In recent months I've gone through prints from the 1970s, 1980s and 1990s. Most of those I have tossed (actually, those I have put in a box to be tossed) are of people who once were friends but who have drifted away. Some I am Facebook friends with, and I have tossed fewer of those than I have of people whose whereabouts I don't know and really have little desire to know. I tend to keep pictures of friends who have passed away. If I knew how to contact their surviving family, I might offer the prints to them, but in some cases they have no surviving blood relatives. Most of them are people my children have never met, and unless they desire at some point in the future to reconstruct my life year by year, they will have no burning interest in who these people are.
That brings me to my river photos of the digital era.
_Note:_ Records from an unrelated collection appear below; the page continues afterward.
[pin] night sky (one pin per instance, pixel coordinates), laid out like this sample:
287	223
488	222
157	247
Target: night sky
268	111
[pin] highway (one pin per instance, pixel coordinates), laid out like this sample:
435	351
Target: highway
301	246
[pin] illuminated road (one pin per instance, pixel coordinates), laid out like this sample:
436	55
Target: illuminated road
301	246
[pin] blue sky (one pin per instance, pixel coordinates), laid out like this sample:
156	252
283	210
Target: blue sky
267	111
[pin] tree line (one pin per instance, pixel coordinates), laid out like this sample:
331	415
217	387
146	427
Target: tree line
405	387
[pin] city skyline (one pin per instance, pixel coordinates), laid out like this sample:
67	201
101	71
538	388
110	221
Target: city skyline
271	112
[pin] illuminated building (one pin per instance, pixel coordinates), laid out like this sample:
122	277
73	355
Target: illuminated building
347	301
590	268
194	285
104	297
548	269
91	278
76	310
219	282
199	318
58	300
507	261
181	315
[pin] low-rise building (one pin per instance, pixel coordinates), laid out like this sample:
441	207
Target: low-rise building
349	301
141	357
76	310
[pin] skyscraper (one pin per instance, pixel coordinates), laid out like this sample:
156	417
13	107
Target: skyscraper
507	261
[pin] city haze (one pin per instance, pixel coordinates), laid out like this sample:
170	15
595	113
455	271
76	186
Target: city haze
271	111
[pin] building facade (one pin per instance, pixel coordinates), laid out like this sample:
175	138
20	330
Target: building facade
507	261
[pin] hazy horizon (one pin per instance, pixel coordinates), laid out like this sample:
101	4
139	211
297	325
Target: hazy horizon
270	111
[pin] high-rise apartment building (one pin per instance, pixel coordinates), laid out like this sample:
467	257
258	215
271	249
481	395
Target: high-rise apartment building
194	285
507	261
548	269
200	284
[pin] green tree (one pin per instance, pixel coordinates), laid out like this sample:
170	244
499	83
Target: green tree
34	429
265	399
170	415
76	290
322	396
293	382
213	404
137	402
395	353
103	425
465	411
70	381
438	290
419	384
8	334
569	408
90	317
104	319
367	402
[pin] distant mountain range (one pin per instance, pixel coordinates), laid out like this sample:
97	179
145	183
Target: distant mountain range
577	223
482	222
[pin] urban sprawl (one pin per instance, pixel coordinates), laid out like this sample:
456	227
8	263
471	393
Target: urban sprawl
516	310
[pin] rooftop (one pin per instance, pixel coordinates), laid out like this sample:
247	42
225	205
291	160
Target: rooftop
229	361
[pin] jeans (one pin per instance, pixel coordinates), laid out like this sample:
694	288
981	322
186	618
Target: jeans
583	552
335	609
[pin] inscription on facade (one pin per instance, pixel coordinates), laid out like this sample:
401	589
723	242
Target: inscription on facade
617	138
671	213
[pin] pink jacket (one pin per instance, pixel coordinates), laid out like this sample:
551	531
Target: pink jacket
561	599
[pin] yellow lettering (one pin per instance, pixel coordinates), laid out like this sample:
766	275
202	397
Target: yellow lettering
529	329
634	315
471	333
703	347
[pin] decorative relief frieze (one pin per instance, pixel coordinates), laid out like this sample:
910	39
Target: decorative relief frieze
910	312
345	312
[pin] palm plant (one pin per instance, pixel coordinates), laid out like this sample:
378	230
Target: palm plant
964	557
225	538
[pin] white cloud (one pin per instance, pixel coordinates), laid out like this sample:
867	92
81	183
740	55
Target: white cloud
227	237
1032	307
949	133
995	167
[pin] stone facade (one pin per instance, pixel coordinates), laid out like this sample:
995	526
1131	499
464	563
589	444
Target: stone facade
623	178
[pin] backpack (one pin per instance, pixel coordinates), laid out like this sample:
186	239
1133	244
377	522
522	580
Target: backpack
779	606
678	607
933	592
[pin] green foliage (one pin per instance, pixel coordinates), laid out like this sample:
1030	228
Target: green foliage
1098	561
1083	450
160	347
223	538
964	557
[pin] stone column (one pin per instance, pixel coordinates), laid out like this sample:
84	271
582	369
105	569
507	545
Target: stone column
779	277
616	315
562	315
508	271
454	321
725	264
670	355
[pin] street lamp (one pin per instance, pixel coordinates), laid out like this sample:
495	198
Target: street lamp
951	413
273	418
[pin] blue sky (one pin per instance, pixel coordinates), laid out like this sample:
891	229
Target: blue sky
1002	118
To get a good photo, you need to take a dozen. If you are disciplined and frugal, you keep the ones you really like and delete the rest. My problem is that I really like too many of them, even when there are only minor differences from one shot to the next.
Here are three pictures I took in November and December of last year.
In the second one, dark was setting in and I failed to adjust my camera settings accordingly.
The third one was just off, perhaps because the image was not as sharp as it could have been.
Before deleting them (which I have yet to do), I decided to play with each image for a couple of minutes to see how they turned out. This is what I got.
Maybe they work better now, and maybe I'll keep them.
Instead of deleting 10,000 pictures, I probably could save up some money and go out and buy another hard drive and let my heirs worry about what to do with all of them. Yeah, that's what I'll do.